Still whip-thin, and occasionally rigid and precise in his movements, Byrne drew from a deep well of soul as he sang on the soaring "One Fine Day" and re-created the "found" vocals originally supplied by snippets of other people's voices on "Help Me Somebody." He often sang with his eyes raised to the back of the theater, as if lost in thought while watching a beautiful sunrise.

The dancers first appeared on the second song, "I Zimbra," whirling and dancing around the stage and engaging the backup singers. They turned "Houses in Motion" into one big choreographed trust exercise, with the dancers — two women and a man — darting between Byrne and the microphone when he paused for breath, and holding the singer up as he leaned backward after a set of lyrics.
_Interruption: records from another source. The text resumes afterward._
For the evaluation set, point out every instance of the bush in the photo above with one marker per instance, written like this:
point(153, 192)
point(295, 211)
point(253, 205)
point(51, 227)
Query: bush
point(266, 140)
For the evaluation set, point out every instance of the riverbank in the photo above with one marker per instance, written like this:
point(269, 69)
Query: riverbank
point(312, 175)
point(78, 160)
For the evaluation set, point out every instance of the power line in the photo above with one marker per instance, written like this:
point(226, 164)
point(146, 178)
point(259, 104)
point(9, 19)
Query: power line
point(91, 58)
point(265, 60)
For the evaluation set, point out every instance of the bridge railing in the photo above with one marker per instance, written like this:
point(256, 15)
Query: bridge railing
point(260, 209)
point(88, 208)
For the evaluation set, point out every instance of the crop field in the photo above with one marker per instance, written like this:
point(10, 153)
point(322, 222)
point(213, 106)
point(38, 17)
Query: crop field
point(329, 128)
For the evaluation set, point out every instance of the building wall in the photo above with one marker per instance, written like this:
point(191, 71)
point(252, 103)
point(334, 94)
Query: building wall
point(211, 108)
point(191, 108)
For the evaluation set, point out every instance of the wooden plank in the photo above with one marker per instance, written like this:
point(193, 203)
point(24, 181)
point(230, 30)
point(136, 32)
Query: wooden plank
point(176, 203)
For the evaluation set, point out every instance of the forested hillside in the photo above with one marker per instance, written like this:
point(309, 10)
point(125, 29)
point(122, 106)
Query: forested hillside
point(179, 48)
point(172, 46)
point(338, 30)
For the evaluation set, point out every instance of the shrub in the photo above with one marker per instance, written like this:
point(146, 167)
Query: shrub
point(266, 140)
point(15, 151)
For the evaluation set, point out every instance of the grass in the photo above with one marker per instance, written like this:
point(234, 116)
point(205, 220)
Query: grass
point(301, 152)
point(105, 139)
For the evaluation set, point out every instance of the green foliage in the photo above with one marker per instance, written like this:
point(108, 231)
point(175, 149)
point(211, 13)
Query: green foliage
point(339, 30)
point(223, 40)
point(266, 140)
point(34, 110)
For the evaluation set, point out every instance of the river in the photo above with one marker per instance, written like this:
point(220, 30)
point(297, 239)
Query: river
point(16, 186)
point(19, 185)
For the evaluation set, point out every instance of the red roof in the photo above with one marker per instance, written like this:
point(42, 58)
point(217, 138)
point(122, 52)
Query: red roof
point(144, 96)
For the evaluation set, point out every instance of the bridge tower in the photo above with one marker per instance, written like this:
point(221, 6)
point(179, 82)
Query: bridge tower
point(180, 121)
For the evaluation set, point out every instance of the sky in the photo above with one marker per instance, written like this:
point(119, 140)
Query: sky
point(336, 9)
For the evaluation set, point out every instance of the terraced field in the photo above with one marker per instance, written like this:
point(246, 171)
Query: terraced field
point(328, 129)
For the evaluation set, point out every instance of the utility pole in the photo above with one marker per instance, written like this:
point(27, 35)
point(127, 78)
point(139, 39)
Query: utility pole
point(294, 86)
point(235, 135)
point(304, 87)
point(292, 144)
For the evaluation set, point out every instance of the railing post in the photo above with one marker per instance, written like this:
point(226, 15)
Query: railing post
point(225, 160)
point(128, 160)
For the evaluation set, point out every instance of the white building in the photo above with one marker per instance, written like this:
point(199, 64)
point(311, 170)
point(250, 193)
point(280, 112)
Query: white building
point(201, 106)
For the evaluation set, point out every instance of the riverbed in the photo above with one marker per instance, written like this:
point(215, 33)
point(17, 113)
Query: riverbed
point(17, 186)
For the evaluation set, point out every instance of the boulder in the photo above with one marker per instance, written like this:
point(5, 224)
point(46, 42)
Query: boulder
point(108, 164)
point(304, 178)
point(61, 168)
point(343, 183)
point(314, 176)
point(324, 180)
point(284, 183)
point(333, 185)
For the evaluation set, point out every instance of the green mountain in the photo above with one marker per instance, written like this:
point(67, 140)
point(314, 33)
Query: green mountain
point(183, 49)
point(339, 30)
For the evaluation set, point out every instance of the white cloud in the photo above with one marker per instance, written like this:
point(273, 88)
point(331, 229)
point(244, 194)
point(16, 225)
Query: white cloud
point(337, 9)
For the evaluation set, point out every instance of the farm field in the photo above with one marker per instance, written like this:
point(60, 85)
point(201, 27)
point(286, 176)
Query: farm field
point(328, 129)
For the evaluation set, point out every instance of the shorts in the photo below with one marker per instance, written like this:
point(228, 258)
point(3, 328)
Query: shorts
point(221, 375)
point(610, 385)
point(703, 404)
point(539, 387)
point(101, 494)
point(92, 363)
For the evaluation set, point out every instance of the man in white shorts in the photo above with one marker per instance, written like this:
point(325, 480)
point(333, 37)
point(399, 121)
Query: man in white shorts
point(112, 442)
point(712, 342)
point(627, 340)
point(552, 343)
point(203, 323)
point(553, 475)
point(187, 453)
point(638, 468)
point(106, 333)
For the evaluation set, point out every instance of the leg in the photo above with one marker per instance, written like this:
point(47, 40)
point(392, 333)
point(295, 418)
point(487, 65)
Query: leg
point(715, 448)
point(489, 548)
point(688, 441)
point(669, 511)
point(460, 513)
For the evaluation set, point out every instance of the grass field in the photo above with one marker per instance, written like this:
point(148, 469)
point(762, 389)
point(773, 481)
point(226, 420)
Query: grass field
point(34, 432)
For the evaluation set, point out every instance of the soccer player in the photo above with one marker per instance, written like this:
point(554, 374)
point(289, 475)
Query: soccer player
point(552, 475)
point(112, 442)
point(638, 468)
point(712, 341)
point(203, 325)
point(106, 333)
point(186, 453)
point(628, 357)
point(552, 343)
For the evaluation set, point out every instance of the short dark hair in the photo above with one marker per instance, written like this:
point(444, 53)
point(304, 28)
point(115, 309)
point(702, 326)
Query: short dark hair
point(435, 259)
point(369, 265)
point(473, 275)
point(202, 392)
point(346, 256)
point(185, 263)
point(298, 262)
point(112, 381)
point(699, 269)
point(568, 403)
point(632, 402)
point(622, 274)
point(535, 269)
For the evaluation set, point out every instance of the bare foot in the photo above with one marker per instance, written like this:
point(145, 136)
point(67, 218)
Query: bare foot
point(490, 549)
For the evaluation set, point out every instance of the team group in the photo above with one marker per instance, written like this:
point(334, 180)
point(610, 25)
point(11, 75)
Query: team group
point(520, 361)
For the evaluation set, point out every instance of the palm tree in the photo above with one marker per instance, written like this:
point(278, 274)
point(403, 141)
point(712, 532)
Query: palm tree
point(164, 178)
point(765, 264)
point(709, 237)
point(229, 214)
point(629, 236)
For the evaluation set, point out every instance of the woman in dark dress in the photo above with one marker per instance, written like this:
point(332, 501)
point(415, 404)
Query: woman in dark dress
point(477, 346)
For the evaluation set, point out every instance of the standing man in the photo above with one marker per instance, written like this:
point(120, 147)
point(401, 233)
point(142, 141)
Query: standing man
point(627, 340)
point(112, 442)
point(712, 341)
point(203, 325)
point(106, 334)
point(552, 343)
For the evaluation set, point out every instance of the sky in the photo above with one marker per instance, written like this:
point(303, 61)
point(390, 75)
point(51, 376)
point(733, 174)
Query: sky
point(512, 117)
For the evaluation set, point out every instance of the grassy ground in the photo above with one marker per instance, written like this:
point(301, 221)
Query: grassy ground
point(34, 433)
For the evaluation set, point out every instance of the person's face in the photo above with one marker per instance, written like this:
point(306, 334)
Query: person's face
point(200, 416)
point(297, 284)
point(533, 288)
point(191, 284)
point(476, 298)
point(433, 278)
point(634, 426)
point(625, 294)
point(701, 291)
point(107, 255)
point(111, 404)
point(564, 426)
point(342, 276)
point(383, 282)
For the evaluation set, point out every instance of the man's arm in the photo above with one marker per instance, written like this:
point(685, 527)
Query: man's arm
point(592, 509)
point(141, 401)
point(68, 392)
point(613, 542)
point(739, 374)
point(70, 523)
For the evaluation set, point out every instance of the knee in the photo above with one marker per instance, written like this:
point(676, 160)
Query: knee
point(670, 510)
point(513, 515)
Byrne often moved aside while they interpreted his songs through movement, though he occasionally joined in the routines, and his physical reticence dissolved. He and the dancers all sat rotating slowly in swiveling office chairs on "Life is Long," a new song with Byrne on acoustic guitar, and he did a little soft-shoe of his own on Talking Heads' "Crosseyed and Painless" before blasting out a fierce guitar solo.

The expressive audience responded loudest to Talking Heads material, including a few favorites that Byrne saved for later in the set. "Once in a Lifetime" had the crowd on its feet, with a wave of applause when the male dancer leapfrogged over Byrne's head as the singer stood playing guitar. Byrne permitted himself a quick grin afterward, before launching into "Life During Wartime."

After ending the main set with the new song "I Feel My Stuff," he and the band returned with "Take Me to the River" in the first of three encores that also included "Burnin' Down the House" and, to end, the dreamy new song "Everything That Happens."